1 Reply Latest reply on Jan 15, 2015 3:22 PM by joe_intel

    Direct3D11 DXVA behavior issues on some Atom chipsets; audio/video synchronization lost in decoding


      In a a Windows Store App that our company is developing, we have countered a problem whereby if the user repeatedly adjusts the layout during playback of mpeg2 content, the synchronization between audio and video is lost. This lip-sync error persists even if the layout subsequently remains static. This problem is occurring on two devices, one with the Atom Z3735F chipset and the other with the Atom Z3795 chipset.


      When AVC content is played back, if a lip sync error develops, frames are dropped and synchronization between audio and video is stored. Proceeding with an investigation based on the assumption that our MPEG2 decoder must adjust based on the current playback quality, we have discovered the following things.


      1. Investigation into conditions of sync loss occurrence

      We deliberately delayed the clock to determine the conditions under which sync was lost.



      * If the video frame's PTS is delayed, the sync loss could be reproduced.

      If the PTS is delayed by 1s during playback, lip sync is lost and is not subsequently restored. Introducing a several second delay on the output of the decoder also reproduced the loss of sync. Finally, the problem was not reproduced using DirectX9 on a Desktop version, but it did occur with DirectX11.



      2. Investigation into what's causing the delay

      Logging clock times, we established what was consuming time when sync was lost.



      A) Sample requests from the renderer are late

      At first, ProcessOutput is called with an interval of 2-3ms to try to catch up. Slowly, the interval increases and even though the video still lags, the final interval is in the range of 30-40ms. For normal and correct playback, the request interval should be 33-34ms for the frame rate. Under normal playback, if synchronization slips, requests should come at intervals of 2-3ms until synchronization is restored.


      B) A Direct3D11 DXVA interface that is used internally by the decoder can take 31ms to complete

      When requests from the renderer begin to arrive late, ID3D11VideoContext::DecoderBeginFrame, which is called to move processing from the renderer to the decoder, takes as long as 31ms to complete. Ordinarily this call completes inside of one millisecond.


      3. Workarounds in the Decoder

      When DecoderBeginFrame() takes a long time to return, try reducing workload until sync is restored



      A) Drop a frame in the decoder

      If DecoderBeginFrame() takes more than 10ms, do not decode the current frame and do not pass data to the renderer. DecoderBeginFrame() subsequently does not take a long time, and lip sync is restored.

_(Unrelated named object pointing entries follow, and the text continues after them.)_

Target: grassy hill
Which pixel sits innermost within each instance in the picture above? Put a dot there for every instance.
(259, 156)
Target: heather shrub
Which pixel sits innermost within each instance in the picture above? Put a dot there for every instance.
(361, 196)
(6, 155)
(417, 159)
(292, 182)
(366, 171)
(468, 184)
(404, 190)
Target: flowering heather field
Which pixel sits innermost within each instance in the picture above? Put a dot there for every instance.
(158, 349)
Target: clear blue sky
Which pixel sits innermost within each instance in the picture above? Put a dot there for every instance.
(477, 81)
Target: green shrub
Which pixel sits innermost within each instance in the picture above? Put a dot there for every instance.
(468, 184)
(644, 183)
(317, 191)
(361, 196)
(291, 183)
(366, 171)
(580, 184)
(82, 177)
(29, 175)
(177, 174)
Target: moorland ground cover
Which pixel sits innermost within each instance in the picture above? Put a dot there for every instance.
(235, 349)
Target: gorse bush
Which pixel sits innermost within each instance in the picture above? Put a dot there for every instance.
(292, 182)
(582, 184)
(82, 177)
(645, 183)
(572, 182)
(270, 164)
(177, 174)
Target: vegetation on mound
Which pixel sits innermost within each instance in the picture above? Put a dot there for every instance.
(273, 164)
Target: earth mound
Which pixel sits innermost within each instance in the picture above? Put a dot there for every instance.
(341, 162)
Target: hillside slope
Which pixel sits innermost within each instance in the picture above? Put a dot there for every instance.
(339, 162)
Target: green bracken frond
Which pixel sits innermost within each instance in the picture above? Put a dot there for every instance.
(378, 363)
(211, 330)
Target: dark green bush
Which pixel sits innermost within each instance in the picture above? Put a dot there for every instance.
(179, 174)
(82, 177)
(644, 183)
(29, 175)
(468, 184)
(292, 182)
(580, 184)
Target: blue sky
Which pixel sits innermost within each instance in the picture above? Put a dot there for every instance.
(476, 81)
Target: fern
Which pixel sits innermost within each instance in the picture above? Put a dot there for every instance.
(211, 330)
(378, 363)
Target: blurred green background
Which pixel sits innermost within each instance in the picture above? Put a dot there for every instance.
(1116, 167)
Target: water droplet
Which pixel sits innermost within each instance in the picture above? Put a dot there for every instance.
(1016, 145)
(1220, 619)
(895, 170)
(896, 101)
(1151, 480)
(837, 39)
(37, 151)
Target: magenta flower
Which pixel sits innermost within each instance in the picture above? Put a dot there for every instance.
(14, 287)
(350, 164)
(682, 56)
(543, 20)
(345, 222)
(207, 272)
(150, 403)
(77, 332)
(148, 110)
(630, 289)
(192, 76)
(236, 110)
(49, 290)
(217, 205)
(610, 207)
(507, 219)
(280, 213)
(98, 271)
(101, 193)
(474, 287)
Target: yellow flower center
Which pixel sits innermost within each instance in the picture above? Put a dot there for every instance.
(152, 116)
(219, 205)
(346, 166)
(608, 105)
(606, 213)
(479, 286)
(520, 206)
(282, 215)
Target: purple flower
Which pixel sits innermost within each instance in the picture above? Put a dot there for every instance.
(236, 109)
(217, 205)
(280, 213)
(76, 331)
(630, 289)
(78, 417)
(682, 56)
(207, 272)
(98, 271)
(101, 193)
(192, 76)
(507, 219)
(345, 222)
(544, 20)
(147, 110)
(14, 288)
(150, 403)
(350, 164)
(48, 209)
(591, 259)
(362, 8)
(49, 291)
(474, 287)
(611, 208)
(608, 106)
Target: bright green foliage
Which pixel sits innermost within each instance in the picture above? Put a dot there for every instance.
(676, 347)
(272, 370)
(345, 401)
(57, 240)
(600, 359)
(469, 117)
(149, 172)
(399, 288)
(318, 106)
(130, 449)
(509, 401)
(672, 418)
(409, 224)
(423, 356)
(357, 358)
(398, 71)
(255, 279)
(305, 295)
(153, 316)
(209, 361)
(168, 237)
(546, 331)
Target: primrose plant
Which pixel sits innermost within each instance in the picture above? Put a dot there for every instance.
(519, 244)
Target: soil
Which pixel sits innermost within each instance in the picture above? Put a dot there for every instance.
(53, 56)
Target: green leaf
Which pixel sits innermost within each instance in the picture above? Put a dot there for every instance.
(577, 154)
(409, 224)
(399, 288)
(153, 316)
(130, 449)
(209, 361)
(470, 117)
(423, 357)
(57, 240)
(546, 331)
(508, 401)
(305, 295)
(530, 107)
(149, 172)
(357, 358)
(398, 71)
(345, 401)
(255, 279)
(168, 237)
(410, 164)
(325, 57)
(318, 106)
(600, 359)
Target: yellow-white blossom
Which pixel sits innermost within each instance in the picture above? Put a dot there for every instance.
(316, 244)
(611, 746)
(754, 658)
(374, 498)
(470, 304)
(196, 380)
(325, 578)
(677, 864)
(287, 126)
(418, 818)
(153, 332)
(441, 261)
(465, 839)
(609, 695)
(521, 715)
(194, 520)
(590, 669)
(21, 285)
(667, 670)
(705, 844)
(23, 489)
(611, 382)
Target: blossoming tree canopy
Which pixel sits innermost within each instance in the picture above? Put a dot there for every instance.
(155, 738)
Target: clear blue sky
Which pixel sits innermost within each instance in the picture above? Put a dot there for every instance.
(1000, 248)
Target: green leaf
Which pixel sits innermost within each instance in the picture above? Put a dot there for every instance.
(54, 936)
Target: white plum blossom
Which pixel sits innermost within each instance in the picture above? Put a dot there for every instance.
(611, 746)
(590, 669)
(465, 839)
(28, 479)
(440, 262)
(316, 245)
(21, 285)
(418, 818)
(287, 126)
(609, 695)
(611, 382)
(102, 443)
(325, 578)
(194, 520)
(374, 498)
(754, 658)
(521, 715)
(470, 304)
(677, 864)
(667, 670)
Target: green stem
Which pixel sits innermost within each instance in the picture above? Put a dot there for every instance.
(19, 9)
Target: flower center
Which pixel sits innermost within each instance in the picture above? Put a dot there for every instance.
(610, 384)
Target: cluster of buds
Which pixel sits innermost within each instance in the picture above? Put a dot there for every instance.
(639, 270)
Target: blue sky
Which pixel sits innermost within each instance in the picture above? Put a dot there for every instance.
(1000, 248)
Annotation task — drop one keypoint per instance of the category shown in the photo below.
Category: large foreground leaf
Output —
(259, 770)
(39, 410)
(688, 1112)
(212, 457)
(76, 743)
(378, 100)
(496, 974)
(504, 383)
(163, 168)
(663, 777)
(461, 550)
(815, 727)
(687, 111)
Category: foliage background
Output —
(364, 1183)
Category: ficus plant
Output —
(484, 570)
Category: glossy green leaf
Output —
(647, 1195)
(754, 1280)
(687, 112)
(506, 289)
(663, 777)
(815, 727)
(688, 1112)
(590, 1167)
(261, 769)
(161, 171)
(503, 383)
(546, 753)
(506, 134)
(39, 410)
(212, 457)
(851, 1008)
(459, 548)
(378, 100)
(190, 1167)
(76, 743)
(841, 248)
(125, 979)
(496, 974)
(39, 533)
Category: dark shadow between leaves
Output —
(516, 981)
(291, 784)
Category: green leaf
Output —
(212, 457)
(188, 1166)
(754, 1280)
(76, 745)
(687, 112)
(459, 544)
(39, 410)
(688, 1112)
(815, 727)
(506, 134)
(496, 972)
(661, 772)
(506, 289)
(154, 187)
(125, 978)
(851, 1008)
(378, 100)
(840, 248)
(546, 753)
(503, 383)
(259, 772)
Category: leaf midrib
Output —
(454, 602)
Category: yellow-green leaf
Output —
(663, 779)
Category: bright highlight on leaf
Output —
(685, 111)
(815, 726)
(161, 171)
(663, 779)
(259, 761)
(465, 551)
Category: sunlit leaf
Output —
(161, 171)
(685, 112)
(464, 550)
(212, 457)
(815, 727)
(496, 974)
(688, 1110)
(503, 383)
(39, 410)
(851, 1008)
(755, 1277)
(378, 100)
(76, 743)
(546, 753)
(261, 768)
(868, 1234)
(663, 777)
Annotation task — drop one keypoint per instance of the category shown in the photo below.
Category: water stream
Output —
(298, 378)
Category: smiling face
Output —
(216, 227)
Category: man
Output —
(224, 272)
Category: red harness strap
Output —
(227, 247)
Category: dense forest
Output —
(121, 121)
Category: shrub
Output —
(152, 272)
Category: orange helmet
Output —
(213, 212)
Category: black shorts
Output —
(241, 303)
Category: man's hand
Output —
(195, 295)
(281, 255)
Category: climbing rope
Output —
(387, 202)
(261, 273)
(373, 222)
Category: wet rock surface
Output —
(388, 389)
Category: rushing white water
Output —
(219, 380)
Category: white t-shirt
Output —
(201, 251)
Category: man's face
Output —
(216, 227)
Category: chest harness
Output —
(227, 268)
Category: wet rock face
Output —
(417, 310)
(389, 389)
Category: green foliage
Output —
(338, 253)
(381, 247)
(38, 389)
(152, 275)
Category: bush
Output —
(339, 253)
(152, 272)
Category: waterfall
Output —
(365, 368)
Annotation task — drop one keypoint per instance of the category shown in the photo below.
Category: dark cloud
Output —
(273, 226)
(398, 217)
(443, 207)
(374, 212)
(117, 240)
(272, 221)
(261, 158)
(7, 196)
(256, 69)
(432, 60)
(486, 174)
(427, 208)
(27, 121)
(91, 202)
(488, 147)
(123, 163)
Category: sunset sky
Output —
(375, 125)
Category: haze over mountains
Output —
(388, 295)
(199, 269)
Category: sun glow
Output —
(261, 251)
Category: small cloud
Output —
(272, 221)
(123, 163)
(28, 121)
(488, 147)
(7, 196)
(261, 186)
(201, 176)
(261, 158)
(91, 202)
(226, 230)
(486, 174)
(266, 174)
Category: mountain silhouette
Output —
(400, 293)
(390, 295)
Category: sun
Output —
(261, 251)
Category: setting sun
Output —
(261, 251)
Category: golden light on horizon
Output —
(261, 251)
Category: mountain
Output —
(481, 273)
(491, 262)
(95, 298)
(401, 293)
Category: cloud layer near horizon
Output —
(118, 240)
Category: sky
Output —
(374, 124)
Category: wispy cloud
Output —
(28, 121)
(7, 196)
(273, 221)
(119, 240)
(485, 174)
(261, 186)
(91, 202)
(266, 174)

      B) Deactivate deinterlace processing

      If DecoderBeginFrame() takes more than 10ms, set the de-interlace flag to false for one frame before passing the data to the renderer. DecoderBeginFrame() subsequently does not take a long time, and lip sync is restored.



      4) In summary...

      A) Even when the video is lagging, the interval between requests for ProcessOutput increase. At first, when video is lagging and sync is lost between audio and video, multiple immediate requests for data are received by the decoder, but before synchronization can be restored, the request interval increases. We expect that the DXVA acceleration is used not just by the decoder, but also by the renderer, and hope that Intel can explain to us the driver mechanism that leads to the above behavior.

      B) DecoderBeginFrame() takes approximately 30ms.  When (A) occurs, DecoderBeginFrame() takes approximately 30ms. What internal mechanism is causing this delay?

      C) May we have documentation related to the above?

      D) Would it be possible for you to explain the mechanism which allows the Workaround (3) to address issues (1) and (2)? Additionally, please instruct how we can restore audio video synchronization without the workarounds of (3)?